You can never have negative accounts receivable in accounting. Also known as customer receivables, accounts receivable constitute money a business expects to receive from clients. If the business doesn't sell merchandise or provide services, it has no account receivable. The bad debt account reduces the customer receivables account, but it never brings the account's balance below zero.
-
Mechanics
-
When a company delivers goods or provides services to a client, a bookkeeper posts a specific journal entry, depending on the transaction. If it's a credit sale, the bookkeeper debits the customer receivables account and credits the sales revenue account. If the transaction is a cash-on-delivery deal, the bookkeeper debits the cash account. This accounting practice of debiting cash has an incremental effect on company money, unlike the banking habit of debiting customers' accounts to reduce their balances.

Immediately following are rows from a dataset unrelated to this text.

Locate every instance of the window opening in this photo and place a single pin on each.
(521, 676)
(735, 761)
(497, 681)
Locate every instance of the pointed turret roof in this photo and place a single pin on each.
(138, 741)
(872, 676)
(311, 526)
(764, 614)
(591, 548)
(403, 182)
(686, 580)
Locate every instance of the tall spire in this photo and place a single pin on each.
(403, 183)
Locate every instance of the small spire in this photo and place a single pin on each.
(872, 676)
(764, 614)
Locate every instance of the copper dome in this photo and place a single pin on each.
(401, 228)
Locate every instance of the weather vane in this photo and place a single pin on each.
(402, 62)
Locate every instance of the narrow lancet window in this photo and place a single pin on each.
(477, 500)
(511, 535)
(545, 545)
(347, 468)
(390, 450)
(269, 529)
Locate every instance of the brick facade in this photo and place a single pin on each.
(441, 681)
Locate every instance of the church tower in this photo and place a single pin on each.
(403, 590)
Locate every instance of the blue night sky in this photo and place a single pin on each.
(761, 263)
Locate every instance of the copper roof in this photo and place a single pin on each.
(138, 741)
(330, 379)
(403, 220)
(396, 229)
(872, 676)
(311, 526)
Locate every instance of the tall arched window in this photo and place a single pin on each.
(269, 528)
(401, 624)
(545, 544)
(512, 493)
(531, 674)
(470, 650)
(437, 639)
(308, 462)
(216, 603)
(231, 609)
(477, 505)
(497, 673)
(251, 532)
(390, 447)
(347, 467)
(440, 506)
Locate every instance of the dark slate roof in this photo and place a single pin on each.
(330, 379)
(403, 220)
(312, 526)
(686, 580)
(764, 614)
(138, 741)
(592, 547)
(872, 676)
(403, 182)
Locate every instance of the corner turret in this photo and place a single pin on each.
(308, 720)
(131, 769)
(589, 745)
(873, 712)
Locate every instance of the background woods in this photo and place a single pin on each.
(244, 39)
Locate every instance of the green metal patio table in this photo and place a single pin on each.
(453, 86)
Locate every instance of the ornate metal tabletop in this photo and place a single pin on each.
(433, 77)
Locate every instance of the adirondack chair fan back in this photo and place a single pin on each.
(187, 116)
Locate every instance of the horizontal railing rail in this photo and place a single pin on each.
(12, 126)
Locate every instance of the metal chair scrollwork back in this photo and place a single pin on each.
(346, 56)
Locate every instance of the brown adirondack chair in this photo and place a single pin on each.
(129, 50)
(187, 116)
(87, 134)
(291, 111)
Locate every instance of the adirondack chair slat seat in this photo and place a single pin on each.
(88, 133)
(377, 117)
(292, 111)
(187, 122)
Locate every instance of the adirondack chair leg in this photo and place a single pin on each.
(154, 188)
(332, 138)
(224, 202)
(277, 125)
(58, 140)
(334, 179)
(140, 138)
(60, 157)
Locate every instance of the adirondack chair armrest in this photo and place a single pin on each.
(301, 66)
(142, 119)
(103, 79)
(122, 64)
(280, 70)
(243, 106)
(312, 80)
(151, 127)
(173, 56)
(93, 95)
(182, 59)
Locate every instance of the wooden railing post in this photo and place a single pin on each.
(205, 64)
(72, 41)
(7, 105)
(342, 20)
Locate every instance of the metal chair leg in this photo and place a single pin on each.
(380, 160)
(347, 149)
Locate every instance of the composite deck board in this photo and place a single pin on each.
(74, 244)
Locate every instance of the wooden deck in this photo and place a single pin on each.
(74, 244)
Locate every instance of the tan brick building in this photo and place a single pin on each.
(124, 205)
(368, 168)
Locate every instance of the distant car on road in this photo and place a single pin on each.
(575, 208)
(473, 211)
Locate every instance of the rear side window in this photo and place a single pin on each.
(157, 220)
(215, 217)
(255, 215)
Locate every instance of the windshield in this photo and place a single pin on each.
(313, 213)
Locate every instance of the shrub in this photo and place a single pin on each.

Spotting Repayment Trouble
-
When a customer is unsuccessfully coping with economic tedium, a business may either record the client's account as noncollectible or charge it off outright. The latter scenario, albeit drastic, might be necessary if there's no hope of recovering part or all of the balance owed. Classifying a patron's account as noncollectible calls for the account's transfer into the "bad debt" category -- a scenario that enables in-house credit managers to initiate the long and often tedious task of talking to the client and pondering ways to recover the receivable.
-
Bookkeeping
-
To record a noncollectible account, a junior accountant -- the other name for a bookkeeper or accountant trainee -- debits the bad debt expense account and credits the "allowance for doubtful items" account. As a contra-asset account, the latter item reduces the customer receivables account and might bring it down to zero, but never into negative territory. To charge a customer's account outright, an accountant trainee debits the bad debt expense account and credits the customer receivables account.
Financial Reporting
-
Accounts receivable transactions touch on a company's bookkeeping gamut, from assets and expenses to revenues, liabilities and equity items. Customer receivables and the "allowance for doubtful items" account are integral to a statement of financial position, also referred to as a statement of financial condition or balance sheet. Bad debt makes it into a statement of profit and loss, a phrase synonymous with "statement of income," "P&L" and "income statement." Noncollectible accounts increase company expenses and reduce net income, a duality that ultimately has an adverse effect on retained earnings -- which are integral to a report on changes in shareholders' equity, also known as an equity statement.